在Canada的时候就听到了四川地震的消息,那时已经预订了九寨、稻城、亚丁的行程,悲痛的同时,庆幸自己的幸运。
5月20回国,只因6月30乌鲁木齐到北京的机票特价,就把目的地从四川改成了新疆。和妈妈一起,所以生平第一次参团。
·美丽的天池,也叫瑶池,西王母和周穆王约会的地方,我因赶路撞上天山,磕得头破血流。
·喀纳斯路上的五彩滩,傍晚,艳丽无比
·天堂很远,喀纳斯很近。冰川移动的痕迹。发源于阿尔泰山主峰的喀纳斯河,与布尔津河汇成中国唯一流入北冰洋的河流——额尔齐斯河。水怪的传说,也给喀纳斯蒙上了神秘的面纱。
·喀纳斯湖的月亮湾,令多少摄影师折腰的地方。可惜光线不好……(MSN相片处理的太差劲了,什么东西传上来都毁了)
·回程的路上,通过自然保护区,遇到比大熊猫还珍贵的普氏野马,恐龙时代的活化石。匆匆奔向他们,司机却狠狠鸣起喇叭,我只能羡慕地看着那些跑到野马跟前的自驾游客,郁闷地离去。

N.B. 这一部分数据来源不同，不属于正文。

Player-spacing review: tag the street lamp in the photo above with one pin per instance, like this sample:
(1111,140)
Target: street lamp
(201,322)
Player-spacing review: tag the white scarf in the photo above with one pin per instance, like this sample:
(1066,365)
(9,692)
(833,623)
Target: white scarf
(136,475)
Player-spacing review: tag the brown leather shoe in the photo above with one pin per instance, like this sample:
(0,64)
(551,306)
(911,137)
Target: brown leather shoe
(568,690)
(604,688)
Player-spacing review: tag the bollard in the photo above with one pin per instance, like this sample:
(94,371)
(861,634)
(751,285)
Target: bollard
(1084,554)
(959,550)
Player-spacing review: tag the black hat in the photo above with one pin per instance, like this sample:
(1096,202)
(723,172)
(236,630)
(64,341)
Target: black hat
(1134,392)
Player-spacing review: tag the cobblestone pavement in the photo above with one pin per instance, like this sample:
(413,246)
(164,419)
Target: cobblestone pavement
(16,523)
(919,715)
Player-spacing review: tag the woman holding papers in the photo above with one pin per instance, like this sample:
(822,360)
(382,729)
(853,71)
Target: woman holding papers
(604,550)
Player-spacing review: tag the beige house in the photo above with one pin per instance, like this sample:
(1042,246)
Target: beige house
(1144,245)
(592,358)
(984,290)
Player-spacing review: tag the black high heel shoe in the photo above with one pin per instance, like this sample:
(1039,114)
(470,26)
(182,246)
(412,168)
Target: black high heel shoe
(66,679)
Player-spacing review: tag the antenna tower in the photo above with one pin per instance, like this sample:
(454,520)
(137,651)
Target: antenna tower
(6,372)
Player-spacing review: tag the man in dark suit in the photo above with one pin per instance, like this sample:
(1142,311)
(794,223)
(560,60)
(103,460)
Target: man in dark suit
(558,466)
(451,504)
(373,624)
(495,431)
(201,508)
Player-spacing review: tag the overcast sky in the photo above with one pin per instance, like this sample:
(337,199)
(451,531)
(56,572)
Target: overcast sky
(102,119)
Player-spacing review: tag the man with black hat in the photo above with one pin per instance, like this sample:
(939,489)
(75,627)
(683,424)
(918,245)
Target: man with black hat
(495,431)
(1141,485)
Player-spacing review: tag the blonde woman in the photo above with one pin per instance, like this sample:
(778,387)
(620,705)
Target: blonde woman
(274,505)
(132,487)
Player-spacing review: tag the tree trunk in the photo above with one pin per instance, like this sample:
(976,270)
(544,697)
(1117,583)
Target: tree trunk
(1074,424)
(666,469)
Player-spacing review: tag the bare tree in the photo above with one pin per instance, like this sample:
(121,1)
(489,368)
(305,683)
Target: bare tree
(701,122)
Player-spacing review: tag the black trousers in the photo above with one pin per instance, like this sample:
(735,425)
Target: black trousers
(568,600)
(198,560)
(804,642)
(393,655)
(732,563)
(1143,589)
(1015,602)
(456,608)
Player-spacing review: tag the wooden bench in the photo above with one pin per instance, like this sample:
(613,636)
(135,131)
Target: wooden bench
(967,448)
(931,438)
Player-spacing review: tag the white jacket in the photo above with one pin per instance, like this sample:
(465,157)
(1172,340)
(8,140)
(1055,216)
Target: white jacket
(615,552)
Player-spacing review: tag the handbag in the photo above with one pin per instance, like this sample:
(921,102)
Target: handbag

·去草原途径高山湖泊赛里木湖,乌云压顶,本以为与她无缘,谁知车行间已经逐渐穿出了云雾,身旁乌云与湖居然连接了起来,形成壮观的雨柱,还不是伴有紫色的闪电狠狠地砸向湖中,远处却是阳光一片,绿油油,金灿灿。可惜不让停车拍照,恨死旅行团。
·那拉提草原,是新疆柔美的另一面。牛儿,羊儿,马儿,还有热情的哈萨克族。 ·本以为参团的旅行不会有那种他乡遇故知的亮点,谁知我却遇到了他,一个同样从来不参团的超级自助玩家——毛毛。 ·告别了北疆,直飞喀什,奔向帕米尔高原。海拔7509米,冰山之父——慕士塔格峰。 ·中国和巴基斯坦的界碑,海拔5100米。其实我们从5100米的哨所还前行了不少,有人用海拔仪测过是5300米。如果是这样,那这就是我现在去过最高的地方。 ·达瓦昆沙漠,位于中国最大的塔克拉玛干沙漠边缘,骑骆驼进去小遛了一圈。 ·吐鲁番,当天有47度。馒头山,当年拍西游记“你挑着担,我牵着马”的地方 ·达坂城的风力发电站。去吐鲁番的路上有一段风力最大的地区,经常刮13、14级大风,也就是那次吹翻火车的地方。
新疆之行,是我继Banff以后第二次使用Canon 400D+L17-40的镜头组合。个人认为这里的景色比Banff更具有变化性,有沙漠,隔壁,也有绿洲,草原,也更有文化底蕴。可不知如何,照片的效果却比Banff差很多,可能因为Banff是自驾,这里是跟团吧,不能随便的停车,不能随便地等待阳光的角度,见到没人就要赶紧按快门。帕米尔高原的海拔比Banff高,为防万一还备了氧气袋,高原总会让人呼吸急促,这种心跳加速与对大字然的敬畏混合,汇聚成一种别样的感觉,毕竟,危险之处的美景,才更令人眷恋和回味。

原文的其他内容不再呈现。